The important package-specific attribute is __path__.

import package

print(package.__path__)

__path__ tells the import system where to search for submodules inside that package.

For:

import package.submodule

the import system searches package.__path__, not the top-level sys.path.

40.16 Namespace Packages

Python supports namespace packages. These are packages without a single __init__.py file.

A namespace package can be spread across multiple directories.

Example:

dir1/
    plugins/
        alpha.py

dir2/
    plugins/
        beta.py

If both dir1 and dir2 are on sys.path, Python can treat plugins as a namespace package.

Then both may work:

import plugins.alpha
import plugins.beta

Namespace packages are useful for plugin systems and separately distributed package fragments.

They also make import resolution more complex because a package may have multiple search locations.

40.17 Absolute Imports

An absolute import starts from the top-level import namespace.

import package.module
from package import module

Inside a package, this still searches for a top-level package named package.

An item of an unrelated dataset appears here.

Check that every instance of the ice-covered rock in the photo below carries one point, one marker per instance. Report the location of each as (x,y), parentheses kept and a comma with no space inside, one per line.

Absolute imports are preferred for clarity when referring to external or top-level modules.

Example:

from project.config import Settings

This tells the reader where the imported name comes from.

40.18 Relative Imports

A relative import is resolved against the current package.

from . import parser
from .lexer import tokenize
from ..config import Settings

Relative imports depend on __package__.

They only work when the module is executed as part of a package. This is why running a package module directly as a script can break relative imports.

For example:

project/
    app/
        __init__.py
        main.py
        config.py

Inside main.py:

from .config import Settings

This works when executed with:

python -m app.main

It may fail when executed as:

python app/main.py

because direct script execution changes how the module is named and packaged.

40.19 __main__

The module executed as the program entry point is named __main__.

print(__name__)

When run as a script:

python script.py

Output:

__main__

When imported:

import script

the module name is:

script

This is why Python programs commonly use:

def main():
    ...

if __name__ == "__main__":
    main()

The guard prevents program entry code from running during import.

40.20 Running Modules With -m

The command:

python -m package.module

runs a module by import name rather than by file path.

This matters because the module gets correct package context.

For package code, prefer:

python -m package.module

over:

python package/module.py

The -m form allows relative imports to work because CPython knows the module’s package.

40.21 Bytecode Cache Files

CPython may cache compiled bytecode in __pycache__.

Example:

package/
    module.py
    __pycache__/
        module.cpython-312.pyc

The bytecode cache avoids recompiling source on every import when the cache is valid.

A .pyc file contains:

magic number
cache metadata
marshaled code object

The magic number identifies the bytecode format version. It changes when CPython changes bytecode incompatibly.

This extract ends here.